Piano innovator brings his party to Calgary

To say that jazz keyboard innovator Chick Corea is a busy guy is an understatement. At any given moment he might be: joining one of five or six different piano trios; playing his Piano Concerto No. 1 or No. 2 (or those of Mozart) with a chamber orchestra; leading the Chick Corea Elektric Band; playing with his five-piece Touchstone band; or reuniting with one or more of his many musical collaborators of the past 40 years. Fast Forward caught up with him recently in Spain where he is on tour with banjo master Bela Fleck (with whom he recorded a recent Latin Grammy-winning CD) and asked him about his eclecticism.

"I’ve managed to avoid falling into the habit of doing the same thing over and over again and it’s really proved to be a good thing for me” says Corea. “That is just a decision that I made and a challenge and a level that I set for myself to keep my own mind about my projects and my music and to follow my interests. There’s a lot of ways to determine what one wants to do but when it comes down to it it has to be something that you love doing. I have never really veered from that and it has been my most successful personal policy.”

At 65 years old Corea is at the age where many opt for retirement but that is not in the cards for the piano titan. He looked great and he sounded fantastic at his appearance at the International Association of Jazz Educators conference last January in New York City where he was presented with the Jazz Masters Award by the National Endowment for the Arts in the U.S. “That is the big myth of life” he says “that you have to retire. I don’t give it too much thought. If you stop to think about your age especially with those numbers you start to feel tired so I kind of just don’t think about it try to stay healthy and keep creating.”

For his Calgary concert Corea has a new group. The Freedom Band made up of well-respected collaborators: flutist Hubert Laws bassist Eddie Gomez and drummer Airto Moreira. As a matter of fact the Calgary and Edmonton dates are the first-ever for this quartet configuration.

The group came about as a result of a project Corea did last year with Gomez and Moreira. As a trio they did several concerts. “We recorded a lot of the shows and one of them [in Boston was] turned into a live CD and it became one of five trios that I released in a project called ‘Five Trios’ for Japanese release” Corea says. “We had a blast. I played acoustic piano some Fender Rhodes and some Mini Moog with the group.” That Boston recording was dubbed The Boston Three Party as a pun on the Boston Tea Party. “In Calgary” Corea continues “you are going to hear the Boston Four Party!”
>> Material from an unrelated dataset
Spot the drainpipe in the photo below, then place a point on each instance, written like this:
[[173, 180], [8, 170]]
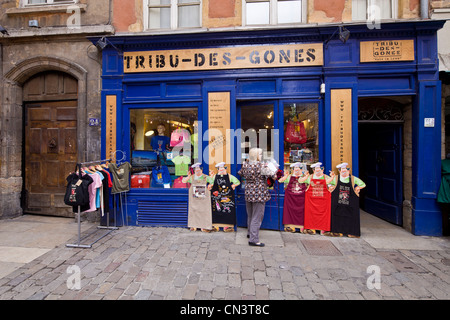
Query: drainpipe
[[424, 4]]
Corea seems to have an affinity for flute players having recorded copiously with some great ones in addition to Laws — Joe Farrell and Steve Kujala among them. It’s less well-known that Laws was actually Corea’s first choice in the early 1970s for his seminal Brazilian-Latin-jazz band Return to Forever (the Freedom Band is going to do some jazz standards some of the early Return to Forever music and some Bill Evans tunes).

“I did work with Hubert in the ’60s” Corea explains “And when I was putting Return to Forever together Hubert was the first wind instrument in Return to Forever before Joe (Farrell) joined the band – Hubert and I have had a long association.”

Asked about his fondness for the flute he says “It is not the instrument so much but it is the particular musicians that I have worked with have been inspiring. But I have found the flute to be a really good complement to the piano and to the Fender Rhodes as well. It is a light-sounding instrument and it is very very vocal and I love to hear my melodies played on it. It is an easy blend. With the saxophone if you put a tenor or alto saxophone next to an acoustic piano even a concert grand the saxophone blows the piano away in terms of dynamics. But a flute blends really naturally and nicely with a piano.”